The Guidelines were to apply to Websites that are "intentionally targeted to children under 13, or where the Website knows the visitor is a child." Similarly, COPPA, which is modeled on the Interactive Electronic Media sections of the Guidelines, is directed to operators of commercial Websites [or portions thereof] that are targeted to children under 13 or any operator who has "actual knowledge that it is collecting or maintaining personal information from a child…" While the Guidelines have always required neutral age screening to determine whether there is a need for parental consent, COPPA does not. In fact, FTC staff has interpreted COPPA to assume that all visitors on sites "targeted to children under 13" are children under age 13, and therefore, prohibit age screening on such sites.

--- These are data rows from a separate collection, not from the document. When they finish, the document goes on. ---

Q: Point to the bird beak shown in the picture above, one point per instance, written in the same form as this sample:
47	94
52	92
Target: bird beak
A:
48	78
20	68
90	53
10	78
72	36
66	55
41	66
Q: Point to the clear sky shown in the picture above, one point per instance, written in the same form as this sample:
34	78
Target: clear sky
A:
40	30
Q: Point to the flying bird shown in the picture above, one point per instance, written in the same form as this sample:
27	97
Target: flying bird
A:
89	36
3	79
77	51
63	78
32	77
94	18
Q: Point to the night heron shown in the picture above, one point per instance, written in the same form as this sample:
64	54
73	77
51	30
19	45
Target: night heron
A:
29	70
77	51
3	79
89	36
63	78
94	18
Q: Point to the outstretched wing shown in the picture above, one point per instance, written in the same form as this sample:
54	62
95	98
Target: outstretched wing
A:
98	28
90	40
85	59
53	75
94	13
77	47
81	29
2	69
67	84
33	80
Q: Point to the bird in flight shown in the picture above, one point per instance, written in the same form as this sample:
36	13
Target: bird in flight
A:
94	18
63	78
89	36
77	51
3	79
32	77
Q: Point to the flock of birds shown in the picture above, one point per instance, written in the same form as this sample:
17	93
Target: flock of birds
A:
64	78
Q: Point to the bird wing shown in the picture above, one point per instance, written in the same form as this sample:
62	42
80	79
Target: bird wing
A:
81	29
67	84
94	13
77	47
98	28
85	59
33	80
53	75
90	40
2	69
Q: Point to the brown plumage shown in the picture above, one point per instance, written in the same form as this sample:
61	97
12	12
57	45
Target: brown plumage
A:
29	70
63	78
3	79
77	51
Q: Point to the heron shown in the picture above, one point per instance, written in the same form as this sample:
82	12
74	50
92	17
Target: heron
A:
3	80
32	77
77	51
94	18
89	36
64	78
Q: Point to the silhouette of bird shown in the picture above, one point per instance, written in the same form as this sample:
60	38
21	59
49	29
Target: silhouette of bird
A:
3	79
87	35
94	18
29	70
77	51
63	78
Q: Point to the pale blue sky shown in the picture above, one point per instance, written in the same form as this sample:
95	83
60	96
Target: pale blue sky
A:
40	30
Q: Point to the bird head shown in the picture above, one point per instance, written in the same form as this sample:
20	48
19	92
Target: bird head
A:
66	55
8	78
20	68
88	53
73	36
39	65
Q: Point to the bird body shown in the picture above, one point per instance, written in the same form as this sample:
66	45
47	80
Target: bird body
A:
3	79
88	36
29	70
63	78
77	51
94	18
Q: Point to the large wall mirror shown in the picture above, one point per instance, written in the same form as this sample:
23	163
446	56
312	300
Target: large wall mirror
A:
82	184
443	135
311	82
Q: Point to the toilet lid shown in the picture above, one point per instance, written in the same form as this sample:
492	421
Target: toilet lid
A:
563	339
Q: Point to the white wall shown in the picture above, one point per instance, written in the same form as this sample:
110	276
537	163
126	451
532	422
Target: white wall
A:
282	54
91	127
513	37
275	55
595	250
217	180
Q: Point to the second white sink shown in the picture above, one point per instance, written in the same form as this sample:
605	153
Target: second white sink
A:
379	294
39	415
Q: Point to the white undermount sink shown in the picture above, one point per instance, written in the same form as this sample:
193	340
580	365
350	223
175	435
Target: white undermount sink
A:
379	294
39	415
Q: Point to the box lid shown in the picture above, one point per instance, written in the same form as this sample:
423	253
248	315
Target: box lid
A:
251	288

While these formulations are useful for young children, i.e., those children under age eight and for sites that are either of interest only to young children (or those that are of absolutely no interest to them), they are not effective for the sizeable number of children ages eight through twelve ("tweens") and the many teen sites to which they are attracted. The demographic of tweens is very large and important to advertisers, as noted by the number of conferences on the tween audience. It is well known that children in the "tween" years (i.e., eight to twelve), especially girls, often prefer to see themselves as capable of participating in the activities, and sharing the interests, of teenagers. This is readily seen in the area of "teen" magazines, whose subscribers are made up in large part by tweens. There is no reason to distinguish the behavior of tweens when using the Internet.

Soon after the rule implementing COPPA became effective in April of 2000, CARU discovered that indeed, children under 13 often found their way to sites that were targeted at teens, and hence not covered by the protections of the Guidelines or COPPA. To remedy this situation, CARU revised the Guidelines in December 2001 to include language stating,

"In Websites where there is a reasonable expectation that a significant number of children will be visiting, age screening mechanisms should be employed to determine whether verifiable parental consent or notice and opt-out is necessitated per the Data Collection section of the Guidelines."

The impetus for this change was by no means to broaden CARU's purview by raising the age of the audience to whom our Guidelines applied. Rather it was to address the very real phenomenon of tweens flocking to teen-targeted and certain general audience sites.

While the FTC has not gone as far as CARU by changing the Rule implementing COPPA, FTC staff has stated (in response to the question "I have a website that targets teens. How does COPPA affect my practices?") in Frequently Asked Questions about the Children's Online Privacy Protection Rule, Volume I,

"At a minimum, however, you should identify which visitors are under 13 - for example, simply ask age (or birth year) when you invite visitors to provide personal information or to create their log-in user ID."

Again, mirroring the words of CARU's Guidelines, the FAQs continue,

"Most importantly, ask for age in such a way as not to invite falsification."

In order to give meaning to age screening and secure its effectiveness, CARU has asked Website operators to employ some form of a tracking mechanism to prevent underage users from changing their age to correspond to one 13 or above in order to avoid the need for parental consent. CARU believes that many underage users when told that they needed to be 13 or older to participate, or that they first needed parental permission, would merely press the "back" button, change year of birth to correspond to an age of 13 or older, and immediately talk in unmonitored chat room or post messages or pictures on message boards.

CARU believes that once a child enters an age of less than 13 years, the operator has actual knowledge that a visitor who requires prior parental consent is on the site and that the operator should take reasonable steps to prevent that visitor from hitting the "back" button and changing his age. Use of a tracking mechanism would help prevent this problem. Although many Website operators have agreed to the use of a tracking mechanism, such as a "session" cookie, which tracks the user only for the time s/he is signed on the Internet, or a timed cookie, which can last for any specified amount of time, others have not been willing to do so. CARU therefore believes that it is time, once again, to lead the way by making this recommendation in our Guidelines. Again, though the FTC has not made a formal change in its Rule, it has stated in the FAQ referred to above,

"You can also use a session cookie to prevent children from back clicking to change their age once they realize that parental consent is required to collect their information for the activity.

This is the way our Guidelines have always evolved. Working with the industry we discover solutions and best practices to address particular issues, and raise the best practices to Guidelines requirements. Once again, self-regulation works to both level the playing field and raise the bar for industry practice.